Second, it is now clear that several afferent visual processes contribute to the pupillary response. Recent studies have established that the human pupillary light reflex (i.e., changes in the pupil diameter in response to changes in light intensity) is driven by a light-sensitive pigment called melanopsin as well as by rod and cone photopigments (Gamlin et al.,
2007; Kawasaki & Kardon,
2007; Young & Kimura,
2008; McDougal & Gamlin,
2010).
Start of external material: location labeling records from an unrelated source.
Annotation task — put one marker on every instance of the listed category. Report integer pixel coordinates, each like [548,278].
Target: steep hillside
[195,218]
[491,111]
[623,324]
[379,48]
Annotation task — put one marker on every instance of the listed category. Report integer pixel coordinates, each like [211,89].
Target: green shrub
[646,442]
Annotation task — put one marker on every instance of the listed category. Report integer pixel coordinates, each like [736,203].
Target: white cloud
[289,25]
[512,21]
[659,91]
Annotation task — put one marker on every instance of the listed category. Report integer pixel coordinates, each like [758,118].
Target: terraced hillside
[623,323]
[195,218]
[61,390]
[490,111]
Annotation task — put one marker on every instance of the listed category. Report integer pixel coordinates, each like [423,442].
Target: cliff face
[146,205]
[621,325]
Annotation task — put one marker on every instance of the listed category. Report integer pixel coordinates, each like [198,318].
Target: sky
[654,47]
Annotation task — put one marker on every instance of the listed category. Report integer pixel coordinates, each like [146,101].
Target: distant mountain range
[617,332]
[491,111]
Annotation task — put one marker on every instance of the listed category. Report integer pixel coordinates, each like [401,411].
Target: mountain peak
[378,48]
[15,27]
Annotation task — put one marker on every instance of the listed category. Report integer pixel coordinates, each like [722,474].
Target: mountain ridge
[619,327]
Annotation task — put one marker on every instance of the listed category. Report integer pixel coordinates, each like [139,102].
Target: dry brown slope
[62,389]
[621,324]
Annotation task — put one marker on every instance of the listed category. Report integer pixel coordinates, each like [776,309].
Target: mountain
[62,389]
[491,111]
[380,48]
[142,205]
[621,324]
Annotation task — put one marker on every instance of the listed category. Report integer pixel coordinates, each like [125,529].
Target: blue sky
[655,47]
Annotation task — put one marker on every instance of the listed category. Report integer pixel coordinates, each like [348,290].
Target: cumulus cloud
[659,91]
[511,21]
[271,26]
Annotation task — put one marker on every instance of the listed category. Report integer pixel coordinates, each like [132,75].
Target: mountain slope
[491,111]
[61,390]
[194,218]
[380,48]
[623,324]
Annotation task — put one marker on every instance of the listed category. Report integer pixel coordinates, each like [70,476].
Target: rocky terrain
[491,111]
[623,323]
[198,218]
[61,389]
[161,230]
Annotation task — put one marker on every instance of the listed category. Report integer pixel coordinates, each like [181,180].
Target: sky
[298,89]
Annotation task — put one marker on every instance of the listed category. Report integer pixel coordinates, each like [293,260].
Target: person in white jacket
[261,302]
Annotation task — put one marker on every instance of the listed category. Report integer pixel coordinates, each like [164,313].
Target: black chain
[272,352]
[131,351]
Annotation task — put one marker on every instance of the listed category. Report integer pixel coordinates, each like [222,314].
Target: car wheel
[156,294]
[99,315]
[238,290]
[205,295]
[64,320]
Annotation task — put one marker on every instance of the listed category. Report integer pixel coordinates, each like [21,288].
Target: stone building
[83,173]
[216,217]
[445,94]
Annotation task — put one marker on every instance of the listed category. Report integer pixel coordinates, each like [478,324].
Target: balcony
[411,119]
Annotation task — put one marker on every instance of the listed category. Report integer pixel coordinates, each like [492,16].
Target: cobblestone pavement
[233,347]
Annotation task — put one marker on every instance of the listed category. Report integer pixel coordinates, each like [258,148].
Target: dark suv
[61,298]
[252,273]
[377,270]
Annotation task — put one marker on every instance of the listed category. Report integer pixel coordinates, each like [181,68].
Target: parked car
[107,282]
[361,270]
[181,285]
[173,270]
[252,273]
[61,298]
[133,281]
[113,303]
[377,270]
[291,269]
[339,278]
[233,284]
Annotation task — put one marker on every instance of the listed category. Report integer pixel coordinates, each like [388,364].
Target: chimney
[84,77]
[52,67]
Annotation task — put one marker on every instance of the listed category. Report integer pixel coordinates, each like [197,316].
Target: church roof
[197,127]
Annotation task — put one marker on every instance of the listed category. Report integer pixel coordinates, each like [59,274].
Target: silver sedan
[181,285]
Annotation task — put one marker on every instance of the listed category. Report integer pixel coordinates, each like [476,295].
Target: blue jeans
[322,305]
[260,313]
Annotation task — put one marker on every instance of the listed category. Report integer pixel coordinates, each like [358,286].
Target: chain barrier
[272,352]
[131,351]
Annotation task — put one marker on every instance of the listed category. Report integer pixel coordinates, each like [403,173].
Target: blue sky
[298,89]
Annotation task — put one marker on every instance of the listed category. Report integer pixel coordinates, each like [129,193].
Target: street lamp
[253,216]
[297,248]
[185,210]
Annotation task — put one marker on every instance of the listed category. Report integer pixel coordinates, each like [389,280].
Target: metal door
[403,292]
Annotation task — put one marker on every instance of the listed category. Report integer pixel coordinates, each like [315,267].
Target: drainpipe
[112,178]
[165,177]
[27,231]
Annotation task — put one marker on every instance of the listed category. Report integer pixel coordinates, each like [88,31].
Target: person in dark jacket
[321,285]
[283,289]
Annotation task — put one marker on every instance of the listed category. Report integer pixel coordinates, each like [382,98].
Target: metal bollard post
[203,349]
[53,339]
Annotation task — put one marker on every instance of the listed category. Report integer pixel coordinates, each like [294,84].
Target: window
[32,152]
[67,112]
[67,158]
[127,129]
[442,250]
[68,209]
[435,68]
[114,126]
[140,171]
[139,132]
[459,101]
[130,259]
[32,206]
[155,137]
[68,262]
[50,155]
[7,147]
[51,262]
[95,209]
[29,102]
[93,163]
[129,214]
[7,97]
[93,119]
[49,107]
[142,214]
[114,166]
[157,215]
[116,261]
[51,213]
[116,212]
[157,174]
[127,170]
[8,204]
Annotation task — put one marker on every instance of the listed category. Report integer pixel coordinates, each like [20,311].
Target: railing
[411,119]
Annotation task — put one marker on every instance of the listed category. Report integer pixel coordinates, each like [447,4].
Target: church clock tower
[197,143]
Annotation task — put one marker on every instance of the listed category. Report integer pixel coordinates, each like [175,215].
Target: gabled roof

More importantly in the context of the present study, there is now good evidence for cortical contribution to the pupillary constriction to color, spatial pattern, and motion (Barbur & Forsyth,
1986; Barbur, Keenleyside, & Thomson,
1989; Heywood, Nicholas, LeMare, & Cowey,
1998; Weiskrantz, Cowey, & Le Mare,
1998; Wilhelm, Wilhelm, Moro, & Barbur,
2002; Barbur,
2004). When tested with hemianopic patients with occipital cortical lesions (postgeniculate lesions), pupillary color and pattern responses were either absent or much reduced to the stimuli presented to the blind hemifield, although the pupillary light reflex (i.e., pupillary response to intensity changes) was well preserved, particularly when the stimulus was of high contrast. Additionally, a lesion study with monkeys showed that the pupillary color response was abolished by removing the anterior inferotemporal cortex, while the pupillary light reflex was unaffected (Heywood et al.,
1998). Moreover, there is also evidence for selective loss of the pupillary light reflex. Wilhelm et al. (
2002) reported in patients with Parinaud's syndrome, which is caused by damage to the pretectal region in the dorsal midbrain, that the pupillary light reflex was almost abolished, while the pupillary color and pattern responses were little affected. In addition, Barbur, Wolf, and Lennie (
1998) argued that the level of visual processing at which different stimulus attributes are analyzed can be reflected in the latency of the pupillary response (i.e., the time measured from the stimulus onset to the response onset). Thus, the findings that the pupillary color response was 40 to 50 ms slower than the pupillary light reflex were considered to reflect processing delays arising in the cortex (see also Young & Alpern,
1980; Gamlin, Zhang, Harlow, & Barbur,
1998). These findings suggest a possibility of investigating subcortical and cortical contributions to the pupillary responses using the pupillary light and color responses, respectively.